A Washington Post Opinion piece this morning makes two things plain: the leaders of massive failing USA public schools have no new ideas, and any kid can tell you what is really needed.
This WaPo featured article is actually titled: “How to fix our schools,” and signed by the top individuals running the biggest districts where 2.5 million children attend and school failures are rampant. We are getting here, a “manifesto” from the heads of school districts in New York City, Washington DC, Chicago, Philadelphia, Baltimore, Boston and others.
If you are the parent of young children whose schooling will play out over the next decade, how could you read this article and fail be crushed by what it means for your kids? There is nothing new suggested. What is suggested has been tried and proven virtually impossible to accomplish. The theme is we need to get rid of bad teachers and attract good teachers. There is no whisper of blame for the bureaucratic and vested interests who control the schools (and control the jobs of the authors of the article).
The video interview embedded above of Michelle Rhee, chancellor of the D.C. Public School system, accompanies the article. Extremely revealing, in the interview at 3.40, is her description of taking her daughters, ages 8 and 11, to see the “Waiting for Superman” movie about American public schools. Rhee says that after seeing the movie — which features five students combatting problems with public schools — the Rhee daughters reacted by worrying about the specific kids, not the system. They kept saying, their mother reports: “What are we going to do about Daisy? Can somebody help Daisy?” Rhee tried, she goes on to say, to explain to her daughters that each individual child in the movie represents millions of real kids. How does that answer her daughter’s question?
Out of the mouths of babes: “Why not help Daisy?”
The theme of this blog is to advocate that Daisy take schooling into her own hands. Here is how to help Daisy right now:
1. Get her a mobile browser that is her own device and that has 24/7 wireless connectivity to the internet. A laptop, tablet, or smart phone accomplish this step.

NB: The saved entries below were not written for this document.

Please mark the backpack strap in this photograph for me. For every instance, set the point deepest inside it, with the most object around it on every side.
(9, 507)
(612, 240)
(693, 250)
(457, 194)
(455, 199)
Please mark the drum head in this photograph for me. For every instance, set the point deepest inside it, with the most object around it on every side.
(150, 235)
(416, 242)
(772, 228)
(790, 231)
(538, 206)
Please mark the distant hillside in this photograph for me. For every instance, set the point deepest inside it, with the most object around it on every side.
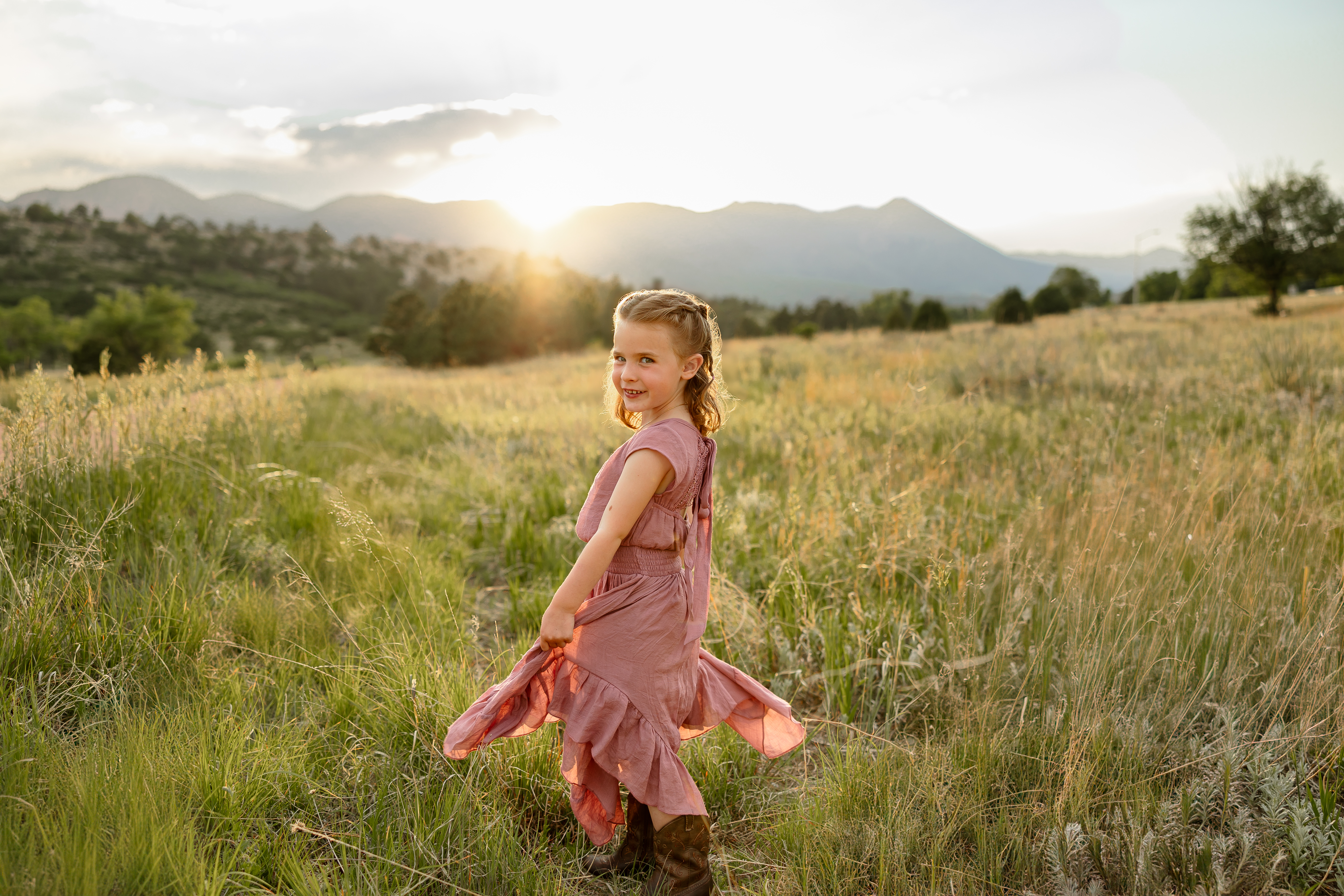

2. Give her some assistance on learning how to use the open online websites and networks to learn real knowledge. Force her school to let her use her mobile as she wishes at school, as long as it is not disruptive.
These two steps are something we could actually accomplish very quickly and cheaply for millions of kids — while those power people at the schools go around the teachers-need-to-be-better circle once again. It is even possible that the pressure of having students able to learn using sources outside of school may actually pressure the education establishment into making real changes.